La scomparsa di Raffaella Carrà è diversa da quella di Alberto Sordi e Gigi Proietti, perché Albertone e Mandrake eravamo abituati a vederli l’uno al cinema, l’altro al teatro, per farla breve “li andavamo a cercare”.
Raffaella no, lei entrava nelle nostre case, in punta di piedi, con discrezione ed eleganza, era con noi a cena il sabato sera quando Canzonissima incollava gli italiani davanti alla televisione al pari delle partite della nazionale.
Altri tempi, due canali, lo share non era l’incubo dei protagonisti delle serate di quella che cinquant’anni fa era ancora mamma Rai, il sabato non c’era cinema che tenesse, il calcio aveva il banco la domenica pomeriggio, gli apericena se ce li avessero proposti in quegli anni li avremmo boicottati.
Epoca diversa, quella dei tatuaggi appannaggio dei galeotti, mentre oggi chi non indossa un tattoo è una mosca bianca.
Cresciuta a “pane e Musichiere”, ha attraversato sessant’anni delle nostre vite, prima attrice-bambina, poi nostra signora della televisione. Personaggio trasversale e amato da tutti, se Gigi Riva (cui lei dedicò una canzone nel 1970) è l’hombre vertical, lei lo è stata al femminile.

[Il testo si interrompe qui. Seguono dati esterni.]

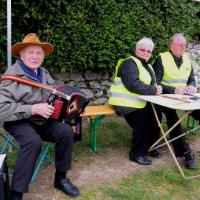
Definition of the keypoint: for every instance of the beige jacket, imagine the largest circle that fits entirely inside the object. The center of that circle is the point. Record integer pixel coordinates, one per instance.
(16, 98)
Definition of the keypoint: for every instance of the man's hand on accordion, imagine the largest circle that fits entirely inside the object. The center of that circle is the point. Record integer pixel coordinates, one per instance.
(43, 109)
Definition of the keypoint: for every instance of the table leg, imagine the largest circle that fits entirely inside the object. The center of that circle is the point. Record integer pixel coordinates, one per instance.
(167, 142)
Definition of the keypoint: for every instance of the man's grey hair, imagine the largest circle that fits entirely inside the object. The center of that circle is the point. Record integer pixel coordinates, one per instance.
(145, 42)
(176, 36)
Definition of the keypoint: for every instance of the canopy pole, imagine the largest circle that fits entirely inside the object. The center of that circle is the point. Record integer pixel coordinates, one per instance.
(9, 57)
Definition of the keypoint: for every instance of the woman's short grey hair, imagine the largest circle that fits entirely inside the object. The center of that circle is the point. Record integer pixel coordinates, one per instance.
(176, 36)
(145, 42)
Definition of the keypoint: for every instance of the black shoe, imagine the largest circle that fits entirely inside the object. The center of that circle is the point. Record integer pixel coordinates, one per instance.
(155, 153)
(140, 160)
(190, 161)
(67, 187)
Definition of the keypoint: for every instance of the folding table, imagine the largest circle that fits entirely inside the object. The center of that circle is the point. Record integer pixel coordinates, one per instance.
(177, 102)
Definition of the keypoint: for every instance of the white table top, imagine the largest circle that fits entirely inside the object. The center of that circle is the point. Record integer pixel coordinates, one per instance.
(174, 101)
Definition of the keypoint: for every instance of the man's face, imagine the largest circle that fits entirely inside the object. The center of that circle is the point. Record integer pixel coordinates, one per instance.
(144, 52)
(178, 46)
(32, 56)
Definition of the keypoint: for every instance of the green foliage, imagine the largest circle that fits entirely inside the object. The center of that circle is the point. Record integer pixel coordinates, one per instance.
(94, 34)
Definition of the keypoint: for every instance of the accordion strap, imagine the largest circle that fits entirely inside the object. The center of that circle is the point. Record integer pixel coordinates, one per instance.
(34, 84)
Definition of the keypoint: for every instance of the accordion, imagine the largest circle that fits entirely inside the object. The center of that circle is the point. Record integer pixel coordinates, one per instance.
(68, 110)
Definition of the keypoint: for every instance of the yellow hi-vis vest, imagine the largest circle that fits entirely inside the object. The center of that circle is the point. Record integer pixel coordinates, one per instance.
(174, 76)
(120, 96)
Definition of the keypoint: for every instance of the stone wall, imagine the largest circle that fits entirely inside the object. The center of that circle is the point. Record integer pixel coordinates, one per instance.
(96, 85)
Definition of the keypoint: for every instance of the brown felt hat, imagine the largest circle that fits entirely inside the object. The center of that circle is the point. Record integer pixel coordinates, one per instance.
(31, 39)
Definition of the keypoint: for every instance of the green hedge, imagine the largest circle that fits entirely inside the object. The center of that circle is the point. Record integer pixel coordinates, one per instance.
(94, 34)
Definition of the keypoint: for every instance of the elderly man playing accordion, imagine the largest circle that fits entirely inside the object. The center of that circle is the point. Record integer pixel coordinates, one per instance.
(19, 104)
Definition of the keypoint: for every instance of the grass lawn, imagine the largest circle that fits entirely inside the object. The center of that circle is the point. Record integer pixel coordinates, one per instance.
(163, 183)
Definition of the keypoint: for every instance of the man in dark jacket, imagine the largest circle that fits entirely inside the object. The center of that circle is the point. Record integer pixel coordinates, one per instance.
(19, 103)
(134, 76)
(174, 72)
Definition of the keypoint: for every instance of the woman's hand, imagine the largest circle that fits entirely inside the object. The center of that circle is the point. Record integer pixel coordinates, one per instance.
(158, 89)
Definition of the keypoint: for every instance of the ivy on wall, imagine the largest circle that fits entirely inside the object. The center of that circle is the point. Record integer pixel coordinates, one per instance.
(94, 34)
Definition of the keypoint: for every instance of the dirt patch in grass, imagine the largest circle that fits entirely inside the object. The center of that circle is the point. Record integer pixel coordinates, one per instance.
(110, 167)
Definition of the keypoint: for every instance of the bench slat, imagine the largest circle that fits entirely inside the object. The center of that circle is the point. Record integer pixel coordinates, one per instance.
(91, 111)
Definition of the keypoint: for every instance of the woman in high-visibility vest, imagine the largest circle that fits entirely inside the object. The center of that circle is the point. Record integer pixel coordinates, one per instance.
(173, 71)
(133, 77)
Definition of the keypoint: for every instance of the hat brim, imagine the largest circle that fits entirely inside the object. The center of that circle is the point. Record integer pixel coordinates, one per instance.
(47, 47)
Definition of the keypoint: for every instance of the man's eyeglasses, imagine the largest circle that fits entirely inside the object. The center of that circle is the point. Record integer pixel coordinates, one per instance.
(145, 50)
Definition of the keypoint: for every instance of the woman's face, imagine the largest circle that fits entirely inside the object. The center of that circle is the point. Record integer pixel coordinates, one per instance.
(144, 52)
(178, 46)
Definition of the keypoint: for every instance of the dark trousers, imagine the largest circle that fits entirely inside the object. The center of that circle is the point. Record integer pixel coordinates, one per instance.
(30, 138)
(180, 146)
(143, 126)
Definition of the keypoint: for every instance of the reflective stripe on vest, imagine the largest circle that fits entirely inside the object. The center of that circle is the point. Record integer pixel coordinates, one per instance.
(120, 96)
(174, 76)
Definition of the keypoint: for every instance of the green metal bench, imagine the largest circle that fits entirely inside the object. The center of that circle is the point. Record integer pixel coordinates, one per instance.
(96, 114)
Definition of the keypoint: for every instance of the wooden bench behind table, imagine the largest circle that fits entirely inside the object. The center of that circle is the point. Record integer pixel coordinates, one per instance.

Una sorta di mujer vertical.
La vita corre veloce, faceva da “spalla” a Topo Gigio, Tiziano Ferro le ha dedicato una canzone e lei s’è presentata al Palalottomatica per ballarla insieme a lui quella canzone, nel frattempo è stata regina in Spagna e in Sudamerica, David Letterman la intervistò nel 1986, quando lo sbarco negli Stati Uniti la trasformò in icona pure dall’altra parte dell’oceano.
Ha vissuto mille mila vite, e adesso che è passata a quella che genericamente definiamo “miglior vita” viene da pensare che ci viene a mancare qualcosa.